Как нам быть? - страница 16
И вот он купил квартиру в этом новом месте, и тишина там была такая, что казалось, она давит. Ему вдруг стало ясно: ни расстояния, ни чужие лица, ни новые стены не избавят его от самого себя.
А разве это плохо?
Эмигранты – счастливые люди.
Оставшиеся – несчастные люди
Эмигранты – несчастные люди.
Оставшиеся – счастливые люди.
Просто люди.
Вот так просто, не правда ли, господа страдающие, господа осуждающие, господа-любители всего готового, маркированного, из-под лавки?
Скрип снега раздался в глубине его души.
Из гроба на Романа смотрело лицо матери. Всё такое же холодное, как и при жизни, неподвижное, расплывшийся мрамор.
Её смерть ничего не меняла. Она и при жизни была для него тенью, призраком, который всегда висел над ним и приценивался.
Мать никогда не хотела его – ни как ребёнка, ни как продолжения её любви. Но ей всё же понравилась сама идея материнства, её притягательная святость и жертвенность. Ей нравилось быть матерью так же, как художнику нравится быть признанным мастером, или как скульптору нравится результат его работы.
Роман так и помнил, как она смотрела на него – не как на сына, а как на сырой кусок материала, из которого нужно вылепить что-то великое. Она хотела быть идеальной матерью, лучшей, чем её собственная, может быть, лучшей, чем любая другая мать.
И для этого она строгала его, как сейчас где-то строгают черный камень для её только что выкопанной могилы. Роман всегда ощущал её холодные, точные прикосновения – не ласковые, а цепкие, будто он раб на тонкой изящной цепочке. Она лепила из него идеальную античную статую для выставки в Музее Искусств: ровные линии, ни капли лишнего, никаких изъянов. Но внутри эта статуя была всё же полой.
Каждый её взгляд говорил о том, что он недостоин любви, если не станет… а тут как придётся.
Каждый её приказ был направлен на совершенство, которое он однажды должен был достичь. А её молчание, то самое молчание, которое она так часто выбирала, мучило его острее любого слова.
И теперь, когда она лежала в гробу, её лицо, бледное и застывшее, казалось ему всё тем же.
Не лицо матери, не лицо любящего человека, а лицо творца, который смотрит на свой труд, оценивая, удалась ли скульптура. А Роман знал: для неё он никогда не был идеален. Никогда не был завершённым. И, может быть, именно поэтому он так и не смог почувствовать себя ни чем иным, кроме статуи.
Он горько заплакал, когда священник начал отпевание. Слёзы, которых он ждал годами, были не о ней, а о себе. Он так жалел, что больше не любил её, как любил в детстве. Тогда, когда её холодный взгляд казался мудрым, а строгие руки – надёжной опорой. Когда он верил, что её любовь можно заслужить. Теперь он смотрел на гроб и понимал: любовь умерла в начале, и её было не вернуть, как нельзя было вернуть того мальчика, который ещё умел любить безусловно.
Кто-то похлопал его по плечу и неловко обнял. Марк.

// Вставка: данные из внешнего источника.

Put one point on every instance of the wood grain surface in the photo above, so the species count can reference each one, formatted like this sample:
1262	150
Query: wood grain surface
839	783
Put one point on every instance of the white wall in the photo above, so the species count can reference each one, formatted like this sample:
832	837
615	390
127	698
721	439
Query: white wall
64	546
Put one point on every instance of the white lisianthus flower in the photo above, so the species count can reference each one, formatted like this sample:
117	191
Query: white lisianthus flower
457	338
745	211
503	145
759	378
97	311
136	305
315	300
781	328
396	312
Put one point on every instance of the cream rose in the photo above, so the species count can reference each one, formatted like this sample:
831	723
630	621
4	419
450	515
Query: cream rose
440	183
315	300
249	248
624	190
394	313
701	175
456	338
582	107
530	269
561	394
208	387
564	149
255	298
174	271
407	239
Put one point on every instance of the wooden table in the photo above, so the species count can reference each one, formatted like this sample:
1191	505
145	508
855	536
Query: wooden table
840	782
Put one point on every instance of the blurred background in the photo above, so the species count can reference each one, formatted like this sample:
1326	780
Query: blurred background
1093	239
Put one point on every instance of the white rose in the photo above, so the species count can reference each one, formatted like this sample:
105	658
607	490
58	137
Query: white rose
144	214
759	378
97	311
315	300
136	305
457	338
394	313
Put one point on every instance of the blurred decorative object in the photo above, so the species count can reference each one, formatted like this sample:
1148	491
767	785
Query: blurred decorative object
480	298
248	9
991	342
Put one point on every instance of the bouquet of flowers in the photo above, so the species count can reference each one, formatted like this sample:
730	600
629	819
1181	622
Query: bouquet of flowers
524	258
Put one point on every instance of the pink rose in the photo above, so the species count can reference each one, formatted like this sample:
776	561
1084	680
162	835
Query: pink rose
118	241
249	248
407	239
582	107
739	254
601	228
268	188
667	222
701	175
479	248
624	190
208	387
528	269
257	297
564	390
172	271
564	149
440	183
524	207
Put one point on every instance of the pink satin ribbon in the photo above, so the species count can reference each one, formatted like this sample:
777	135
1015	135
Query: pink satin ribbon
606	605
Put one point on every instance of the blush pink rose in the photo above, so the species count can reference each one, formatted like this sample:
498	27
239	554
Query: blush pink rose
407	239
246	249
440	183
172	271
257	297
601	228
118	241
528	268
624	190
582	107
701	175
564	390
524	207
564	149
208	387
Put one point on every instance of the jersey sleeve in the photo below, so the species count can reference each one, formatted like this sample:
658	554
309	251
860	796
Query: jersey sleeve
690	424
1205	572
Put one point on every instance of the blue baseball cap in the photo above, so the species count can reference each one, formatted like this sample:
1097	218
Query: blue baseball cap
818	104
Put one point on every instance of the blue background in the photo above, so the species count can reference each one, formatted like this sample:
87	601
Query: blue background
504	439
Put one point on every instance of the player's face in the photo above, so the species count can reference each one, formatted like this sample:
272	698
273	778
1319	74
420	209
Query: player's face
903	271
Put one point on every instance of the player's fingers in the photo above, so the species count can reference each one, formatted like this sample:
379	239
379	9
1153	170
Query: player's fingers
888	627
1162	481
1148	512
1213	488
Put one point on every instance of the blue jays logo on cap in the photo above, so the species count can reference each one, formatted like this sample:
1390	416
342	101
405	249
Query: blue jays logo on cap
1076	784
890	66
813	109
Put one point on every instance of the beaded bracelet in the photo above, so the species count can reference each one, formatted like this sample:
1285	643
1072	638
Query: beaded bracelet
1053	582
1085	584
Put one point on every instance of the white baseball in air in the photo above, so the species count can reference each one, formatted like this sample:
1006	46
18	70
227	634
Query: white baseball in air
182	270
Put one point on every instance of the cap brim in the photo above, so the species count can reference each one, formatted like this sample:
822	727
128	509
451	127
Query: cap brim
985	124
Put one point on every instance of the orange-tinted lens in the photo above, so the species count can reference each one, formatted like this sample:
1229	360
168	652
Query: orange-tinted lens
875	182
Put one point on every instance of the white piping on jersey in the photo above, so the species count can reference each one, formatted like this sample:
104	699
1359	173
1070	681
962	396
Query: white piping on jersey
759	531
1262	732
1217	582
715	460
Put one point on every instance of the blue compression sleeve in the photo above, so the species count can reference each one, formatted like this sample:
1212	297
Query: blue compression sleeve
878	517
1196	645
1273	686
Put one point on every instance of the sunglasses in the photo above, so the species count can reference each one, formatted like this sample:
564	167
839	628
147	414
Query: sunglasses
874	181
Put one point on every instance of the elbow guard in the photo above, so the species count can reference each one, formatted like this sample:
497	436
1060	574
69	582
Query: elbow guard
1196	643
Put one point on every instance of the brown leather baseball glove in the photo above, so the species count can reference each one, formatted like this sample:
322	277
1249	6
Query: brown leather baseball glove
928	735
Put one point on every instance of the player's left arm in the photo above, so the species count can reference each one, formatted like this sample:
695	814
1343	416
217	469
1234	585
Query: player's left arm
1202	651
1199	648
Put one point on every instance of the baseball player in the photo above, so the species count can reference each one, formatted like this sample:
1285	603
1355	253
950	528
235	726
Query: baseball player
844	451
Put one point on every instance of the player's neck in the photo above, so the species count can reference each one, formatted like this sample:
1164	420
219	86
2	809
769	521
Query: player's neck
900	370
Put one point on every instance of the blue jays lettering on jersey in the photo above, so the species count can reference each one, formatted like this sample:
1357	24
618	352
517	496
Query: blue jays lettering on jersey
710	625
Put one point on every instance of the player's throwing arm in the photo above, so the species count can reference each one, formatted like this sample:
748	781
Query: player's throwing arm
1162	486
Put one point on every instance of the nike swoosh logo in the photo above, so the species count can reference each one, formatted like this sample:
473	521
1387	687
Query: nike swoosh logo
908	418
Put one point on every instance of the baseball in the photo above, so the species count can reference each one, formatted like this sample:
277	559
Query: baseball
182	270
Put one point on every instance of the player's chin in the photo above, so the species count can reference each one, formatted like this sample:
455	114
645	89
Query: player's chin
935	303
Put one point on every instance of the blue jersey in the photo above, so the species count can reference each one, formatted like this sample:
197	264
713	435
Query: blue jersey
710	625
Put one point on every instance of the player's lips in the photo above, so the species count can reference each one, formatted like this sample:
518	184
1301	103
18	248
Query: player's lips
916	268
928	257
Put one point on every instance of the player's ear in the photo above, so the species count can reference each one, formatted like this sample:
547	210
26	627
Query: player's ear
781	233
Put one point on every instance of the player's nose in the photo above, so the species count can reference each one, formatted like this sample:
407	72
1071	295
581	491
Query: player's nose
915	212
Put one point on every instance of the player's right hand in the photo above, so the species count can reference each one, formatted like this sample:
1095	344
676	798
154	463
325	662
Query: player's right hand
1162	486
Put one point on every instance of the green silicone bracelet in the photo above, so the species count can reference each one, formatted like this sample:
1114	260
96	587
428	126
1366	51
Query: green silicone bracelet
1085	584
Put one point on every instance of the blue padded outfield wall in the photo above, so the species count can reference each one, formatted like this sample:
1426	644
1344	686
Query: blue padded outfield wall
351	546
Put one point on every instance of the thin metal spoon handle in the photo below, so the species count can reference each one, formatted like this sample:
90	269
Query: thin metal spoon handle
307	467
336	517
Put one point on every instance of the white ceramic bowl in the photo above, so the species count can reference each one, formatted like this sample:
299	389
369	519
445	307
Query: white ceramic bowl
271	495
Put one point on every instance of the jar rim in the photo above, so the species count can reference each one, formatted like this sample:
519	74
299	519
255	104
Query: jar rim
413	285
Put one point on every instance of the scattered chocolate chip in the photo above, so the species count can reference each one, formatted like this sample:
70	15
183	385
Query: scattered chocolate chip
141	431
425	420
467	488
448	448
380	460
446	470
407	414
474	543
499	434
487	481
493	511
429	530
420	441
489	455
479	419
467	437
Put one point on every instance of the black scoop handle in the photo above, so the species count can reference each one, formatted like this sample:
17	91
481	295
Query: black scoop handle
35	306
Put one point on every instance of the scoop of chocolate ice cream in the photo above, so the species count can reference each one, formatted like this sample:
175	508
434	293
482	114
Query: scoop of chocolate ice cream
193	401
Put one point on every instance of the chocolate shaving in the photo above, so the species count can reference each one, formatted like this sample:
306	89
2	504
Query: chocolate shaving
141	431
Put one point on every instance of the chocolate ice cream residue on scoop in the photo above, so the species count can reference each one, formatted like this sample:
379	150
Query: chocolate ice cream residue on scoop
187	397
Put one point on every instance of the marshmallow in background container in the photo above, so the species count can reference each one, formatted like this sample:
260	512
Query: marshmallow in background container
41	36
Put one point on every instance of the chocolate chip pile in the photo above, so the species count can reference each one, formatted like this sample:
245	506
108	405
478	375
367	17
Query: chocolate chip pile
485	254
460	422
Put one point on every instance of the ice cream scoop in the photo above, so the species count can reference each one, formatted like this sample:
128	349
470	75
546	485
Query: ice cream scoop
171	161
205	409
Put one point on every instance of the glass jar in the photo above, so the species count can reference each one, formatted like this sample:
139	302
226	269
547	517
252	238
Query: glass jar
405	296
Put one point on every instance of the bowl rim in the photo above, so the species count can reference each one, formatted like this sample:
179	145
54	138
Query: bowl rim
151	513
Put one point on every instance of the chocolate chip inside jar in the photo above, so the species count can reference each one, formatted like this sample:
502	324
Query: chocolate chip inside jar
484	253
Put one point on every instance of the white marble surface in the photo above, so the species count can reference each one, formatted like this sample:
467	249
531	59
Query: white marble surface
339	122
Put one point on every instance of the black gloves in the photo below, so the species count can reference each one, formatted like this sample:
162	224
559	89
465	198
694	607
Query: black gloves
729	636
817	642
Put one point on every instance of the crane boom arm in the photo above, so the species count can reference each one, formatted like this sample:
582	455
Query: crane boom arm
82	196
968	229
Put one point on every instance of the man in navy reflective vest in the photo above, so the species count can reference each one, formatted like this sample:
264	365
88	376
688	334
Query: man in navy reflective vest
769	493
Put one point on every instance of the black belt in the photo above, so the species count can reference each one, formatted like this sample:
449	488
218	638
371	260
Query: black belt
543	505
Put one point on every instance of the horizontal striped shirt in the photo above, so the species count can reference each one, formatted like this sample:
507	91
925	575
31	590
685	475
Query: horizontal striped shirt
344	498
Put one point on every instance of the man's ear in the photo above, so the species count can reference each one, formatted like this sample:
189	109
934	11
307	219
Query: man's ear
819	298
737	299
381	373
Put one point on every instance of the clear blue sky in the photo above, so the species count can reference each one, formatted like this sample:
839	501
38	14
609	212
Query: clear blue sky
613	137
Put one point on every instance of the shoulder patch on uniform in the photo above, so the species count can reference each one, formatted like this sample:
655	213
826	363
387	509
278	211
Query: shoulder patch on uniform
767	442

– Ну ты это, держись… Не знаю, что и сказать.
***
Кухня утопала в мягком свете напольной лампы, отбрасывая на стены теплые, домашние, размытые тени. Свет мягко касался стола, заставленного остатками прошедших грустных дней: зарядка для телефона, опрокинутая пачка орехов, старый блокнот с неразборчивыми записями. На подоконнике стояла кружка с остатками остывшего чая, вчерашнего, наверное.
Роман сидел за столом, одной рукой лениво пролистывая уведомления на телефоне, другой – пододвигая к себе уже второй за день ноутбук. Неделя была адской: бесконечные документы, консультации с юристом, необходимость отвечать на сообщения от родственников, которые, казалось, забыли, что у него есть своя жизнь… и параллельная удаленная работа, которая его убаюкивала. Он разобрался со всем, закрыл вопросы, но усталость никуда не ушла. Ему казалось, что он сбросил с плеч груз, но внутри была только пропасть.